Posisi negara di sabuk badai membuatnya sangat rentan terhadap peristiwa cuaca ekstrem, dengan perubahan iklim meningkatkan intensitas dan frekuensinya.
Awal tahun ini, upaya penyelamatan setelah gempa berkekuatan 7,2 yang menewaskan lebih dari 1.400 orang terhambat oleh Badai Tropis Grace, yang membawa hujan lebat dan menimbulkan kerusakan dan kerusakan lebih lanjut.
Itu adalah yang terbaru dari serangkaian bencana cuaca yang melanda negara pulau kecil itu, termasuk Badai Matthew pada tahun 2016.
Kombinasi kesengsaraan ekonomi dan gejolak politik setelah pembunuhan presiden negara itu awal tahun ini membuat lebih dari 10.000 warga Haiti berkumpul di perbatasan AS di Del Rio, Texas awal tahun ini.
Gambar agen perbatasan menunggang kuda yang mengumpulkan para migran mengejutkan orang Amerika dan dunia.
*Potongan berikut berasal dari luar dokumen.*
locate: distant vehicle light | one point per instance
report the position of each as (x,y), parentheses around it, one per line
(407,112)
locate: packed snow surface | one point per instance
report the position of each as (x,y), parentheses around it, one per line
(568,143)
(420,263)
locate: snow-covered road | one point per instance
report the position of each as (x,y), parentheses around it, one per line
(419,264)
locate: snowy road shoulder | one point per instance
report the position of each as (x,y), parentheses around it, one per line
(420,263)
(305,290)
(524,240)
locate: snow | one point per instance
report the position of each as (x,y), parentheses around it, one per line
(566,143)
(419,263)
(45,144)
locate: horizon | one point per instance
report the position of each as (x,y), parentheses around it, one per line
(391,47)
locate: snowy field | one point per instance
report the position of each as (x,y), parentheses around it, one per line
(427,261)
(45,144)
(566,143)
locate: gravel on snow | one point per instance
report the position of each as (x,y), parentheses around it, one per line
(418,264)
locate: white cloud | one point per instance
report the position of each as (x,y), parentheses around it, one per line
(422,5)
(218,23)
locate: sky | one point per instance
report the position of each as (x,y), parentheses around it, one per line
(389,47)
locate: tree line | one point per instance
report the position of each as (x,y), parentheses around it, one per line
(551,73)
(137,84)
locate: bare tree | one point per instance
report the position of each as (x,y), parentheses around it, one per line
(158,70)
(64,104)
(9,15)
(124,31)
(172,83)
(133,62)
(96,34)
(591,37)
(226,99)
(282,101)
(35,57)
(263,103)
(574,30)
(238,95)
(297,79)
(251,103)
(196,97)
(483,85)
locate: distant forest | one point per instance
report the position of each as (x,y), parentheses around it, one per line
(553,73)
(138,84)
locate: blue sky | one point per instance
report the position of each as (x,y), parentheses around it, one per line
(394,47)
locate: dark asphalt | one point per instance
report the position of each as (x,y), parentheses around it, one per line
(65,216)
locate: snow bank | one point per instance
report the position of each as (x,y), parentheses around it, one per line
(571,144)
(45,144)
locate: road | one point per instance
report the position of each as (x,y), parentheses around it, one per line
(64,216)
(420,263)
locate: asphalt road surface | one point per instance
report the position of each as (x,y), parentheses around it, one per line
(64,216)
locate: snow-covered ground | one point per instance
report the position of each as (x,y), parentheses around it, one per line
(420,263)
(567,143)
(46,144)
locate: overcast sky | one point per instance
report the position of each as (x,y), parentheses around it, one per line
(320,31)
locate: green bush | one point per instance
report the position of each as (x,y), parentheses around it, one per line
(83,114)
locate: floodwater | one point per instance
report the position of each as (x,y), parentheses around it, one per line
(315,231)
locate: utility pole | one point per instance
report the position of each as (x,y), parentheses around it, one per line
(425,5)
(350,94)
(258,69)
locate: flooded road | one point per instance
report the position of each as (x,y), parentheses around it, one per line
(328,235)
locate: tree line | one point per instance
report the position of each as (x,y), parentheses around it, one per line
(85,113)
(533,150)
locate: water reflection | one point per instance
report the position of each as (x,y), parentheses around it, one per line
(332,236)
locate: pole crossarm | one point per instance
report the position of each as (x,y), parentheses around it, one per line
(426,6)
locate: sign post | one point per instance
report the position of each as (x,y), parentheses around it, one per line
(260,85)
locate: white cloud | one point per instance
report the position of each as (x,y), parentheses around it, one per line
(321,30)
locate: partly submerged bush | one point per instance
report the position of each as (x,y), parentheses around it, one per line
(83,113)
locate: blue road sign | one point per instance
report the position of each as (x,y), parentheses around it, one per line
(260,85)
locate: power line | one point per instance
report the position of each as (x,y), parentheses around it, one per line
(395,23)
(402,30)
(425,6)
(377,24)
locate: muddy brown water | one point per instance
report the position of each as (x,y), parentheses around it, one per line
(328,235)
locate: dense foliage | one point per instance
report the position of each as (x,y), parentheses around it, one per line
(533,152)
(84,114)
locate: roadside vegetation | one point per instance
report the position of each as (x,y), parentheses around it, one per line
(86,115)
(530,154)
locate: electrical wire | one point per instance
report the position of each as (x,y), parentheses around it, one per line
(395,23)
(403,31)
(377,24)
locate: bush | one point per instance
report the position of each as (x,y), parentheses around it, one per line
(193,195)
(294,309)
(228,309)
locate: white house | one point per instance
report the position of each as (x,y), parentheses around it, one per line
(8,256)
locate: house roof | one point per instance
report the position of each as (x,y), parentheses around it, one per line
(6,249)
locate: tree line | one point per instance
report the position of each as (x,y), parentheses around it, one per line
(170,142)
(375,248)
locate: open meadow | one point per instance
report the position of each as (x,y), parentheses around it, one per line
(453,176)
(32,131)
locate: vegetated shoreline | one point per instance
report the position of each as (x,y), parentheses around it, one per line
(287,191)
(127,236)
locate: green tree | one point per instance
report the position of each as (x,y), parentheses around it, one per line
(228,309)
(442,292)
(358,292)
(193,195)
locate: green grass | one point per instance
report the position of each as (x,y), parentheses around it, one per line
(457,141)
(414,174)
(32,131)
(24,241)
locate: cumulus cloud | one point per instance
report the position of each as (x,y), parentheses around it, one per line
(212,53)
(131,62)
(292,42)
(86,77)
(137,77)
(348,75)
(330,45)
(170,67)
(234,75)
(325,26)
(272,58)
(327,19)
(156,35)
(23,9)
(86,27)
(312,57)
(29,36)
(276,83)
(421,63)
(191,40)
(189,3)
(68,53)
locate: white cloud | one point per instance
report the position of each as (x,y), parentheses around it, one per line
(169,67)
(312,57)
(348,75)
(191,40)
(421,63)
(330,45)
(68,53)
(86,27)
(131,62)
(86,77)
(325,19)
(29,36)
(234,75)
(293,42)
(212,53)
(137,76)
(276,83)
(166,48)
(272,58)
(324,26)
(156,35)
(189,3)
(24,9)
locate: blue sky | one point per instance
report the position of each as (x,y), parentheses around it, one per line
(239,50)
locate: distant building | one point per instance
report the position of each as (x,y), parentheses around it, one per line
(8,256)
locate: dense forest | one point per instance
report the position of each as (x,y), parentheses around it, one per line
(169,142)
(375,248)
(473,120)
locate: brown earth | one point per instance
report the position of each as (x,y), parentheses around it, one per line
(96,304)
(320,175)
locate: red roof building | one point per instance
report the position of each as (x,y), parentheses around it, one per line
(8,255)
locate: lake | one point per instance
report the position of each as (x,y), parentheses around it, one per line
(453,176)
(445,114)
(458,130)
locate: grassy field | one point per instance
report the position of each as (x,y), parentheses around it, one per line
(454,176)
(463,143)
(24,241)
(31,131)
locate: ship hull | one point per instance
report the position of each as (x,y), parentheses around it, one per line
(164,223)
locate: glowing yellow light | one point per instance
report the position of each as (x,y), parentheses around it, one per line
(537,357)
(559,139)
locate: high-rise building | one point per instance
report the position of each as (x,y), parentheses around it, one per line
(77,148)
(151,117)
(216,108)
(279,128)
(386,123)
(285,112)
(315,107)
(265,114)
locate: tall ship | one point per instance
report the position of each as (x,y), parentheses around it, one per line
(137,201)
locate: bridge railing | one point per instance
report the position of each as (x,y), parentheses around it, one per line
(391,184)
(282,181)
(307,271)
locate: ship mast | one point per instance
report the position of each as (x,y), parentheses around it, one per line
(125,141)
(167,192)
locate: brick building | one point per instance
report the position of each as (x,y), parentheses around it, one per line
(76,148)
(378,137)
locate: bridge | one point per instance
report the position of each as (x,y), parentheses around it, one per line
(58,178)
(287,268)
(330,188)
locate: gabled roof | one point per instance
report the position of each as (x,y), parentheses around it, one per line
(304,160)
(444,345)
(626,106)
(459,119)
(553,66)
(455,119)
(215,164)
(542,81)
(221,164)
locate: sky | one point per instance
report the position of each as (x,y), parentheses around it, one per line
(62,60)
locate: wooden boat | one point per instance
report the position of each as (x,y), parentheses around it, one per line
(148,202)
Namun, sebagian besar dari mereka yang tiba dikirim kembali ke Meksiko.
Senegal
Naiknya permukaan laut telah lama mengancam kota-kota pesisir Senegal.
Panel Antarpemerintah tentang Perubahan Iklim (IPCC) PBB mengatakan tahun ini bahwa permukaan laut di pantai Afrika Barat naik antara 3,5 dan empat milimeter per tahun.
Dengan lebih dari 52 persen penduduk tinggal di wilayah pesisir, laut yang merambah mengancam mata pencaharian.
Di ibukota kolonial lama Senegal, St. Louis, banjir menjadi lebih parah dalam beberapa tahun terakhir dan erosi pantai telah membuat ribuan orang mengungsi dan memaksa beberapa penduduk untuk pindah ke kamp pengungsian terdekat.
Sebuah studi Bank Dunia menemukan bahwa 80 persen Saint-Louis akan berisiko banjir pada tahun 2080, dan 150.000 orang harus pindah.
Mayoritas kota pesisir Afrika barat – rumah bagi 105 juta orang – menghadapi ancaman serupa.